Sensory Rooms: Aviation’s Latest Trend

Quiet spaces for individuals with autism and sensory issues opening at airports internationally

By Natalie Fiorilli

Published May 13, 2019

Read Time: 4 mins


Quiet spaces for individuals with autism and other sensory-processing issues are becoming more common at airports around the world – and Pittsburgh International is about to join the trend.

PIT’s new quiet space, scheduled to open this summer, will offer a calming respite for travelers with neurodevelopmental challenges to de-escalate prior to getting on a plane or even after landing.

Atlanta’s Hartsfield-Jackson airport was the first airport to open a sensory room in 2016, with Shannon Airport in Ireland opening one a year later. New sensory rooms opened at Miami International and Birmingham Airport over the past few months.

The basis for this newest amenity is simple: understanding the needs of the community.

“We know it’s a fact that people get stressed when flying,” said Steve Mayers, Hartsfield-Jackson’s Director of Customer Experience and ADA Coordinator. “We’ve found that it’s good to have a quiet room where people with or without disabilities, including people who are nervous about flying, can go to and relax before their flight, to give them a sense of relief and calm their nerves.”

Similarly, Niall Maloney, the Airport Operations Director for Shannon Airport, explained that Europe’s first sensory room was built with the needs of the public in mind. Nearly two years after opening the space, the room has been a great success for travelers flying through Shannon, Ireland’s third-busiest airport.

“We’ve been taken aback by the number of people in our community with family members with autism,” Maloney said. “The feedback we have received on the room has been absolutely outstanding – with people telling us they’ve never been able to fly before, but thanks to the sensory room they can.”

Pittsburgh International’s roughly 1,500-square-foot room is expected to open this summer in Concourse A of the airport’s Airside Terminal. The room will feature adjustable lighting, various calming activities, private spaces, and comfortable seating for individuals and their families.

Airport employees Chris Unger (left) and Ralph Williams review construction plans for the sensory room at Pittsburgh International. (Photo by Beth Hollerich)

The idea for a sensory room at Pittsburgh International Airport came from an airport employee, Jason Rudge, whose 3-year-old son has autism.

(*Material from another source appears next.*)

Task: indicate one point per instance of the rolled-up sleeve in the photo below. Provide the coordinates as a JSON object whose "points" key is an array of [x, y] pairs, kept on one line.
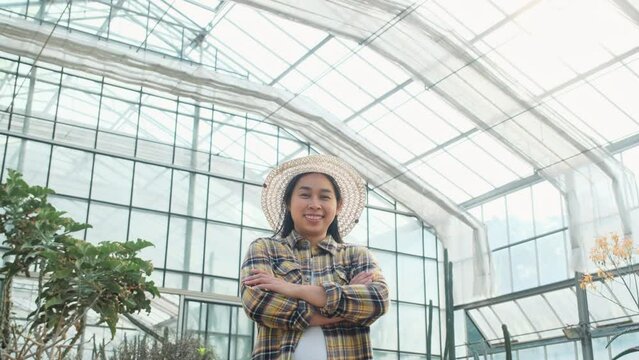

“Sensory rooms at airports are helping to make air travel an option for everyone,” said Logan Williams, PIT’s organizational development manager who is leading the sensory room project. “For some, flying may not have been an option. Now, sensory rooms are allowing more people to feel connected to the world in a way that they haven’t been connected before.”

Unique to PIT, the space will feature part of the body of an aircraft, for visitors to preview the experience of being onboard a plane. American Airlines, which serves nearly 25 percent of passengers at PIT, donated the aircraft fuselage that will include seats and overhead compartments.

As part of the community engagement, airport officials at Pittsburgh International began seeking public input following the announcement of the sensory room last spring. PIT hosted an event, open to the public, and invited stakeholders to provide input on design concepts and features for the room.

Pittsburgh International Airport’s sensory room, which is expected to open this summer, will include part of the body of an aircraft to simulate the experience of being onboard a plane.

Additionally, Autism Connection of Pennsylvania helped facilitate an advisory board to guide the airport in development and construction of the space. Luciana Randall, the organization’s executive director, said that public input, specifically from people with disabilities, has driven an authentic process.

“This will ensure the best outcome and should serve as a model to anyone trying to make disability accommodations,” she said. “Sensory accommodations are most often overlooked, but sensory confusion or overload can keep affected people out of spaces they need and deserve to be in.”

Wanting to avoid overwhelming visitors using the room, airport officials made sure to consider the passenger journey through various feedback provided by individuals with sensory-processing issues and their families.

“Less is more when supporting sensory sensitivities,” Randall said. “Thankfully, PIT resisted the many flashy and stimulating items on the market that would create the most intrigue and also make transition out of the room very difficult for many. The simple, calm design in this “decompression” room will ease hard transitions and allow down time in what is usually a pressure-filled travel day.”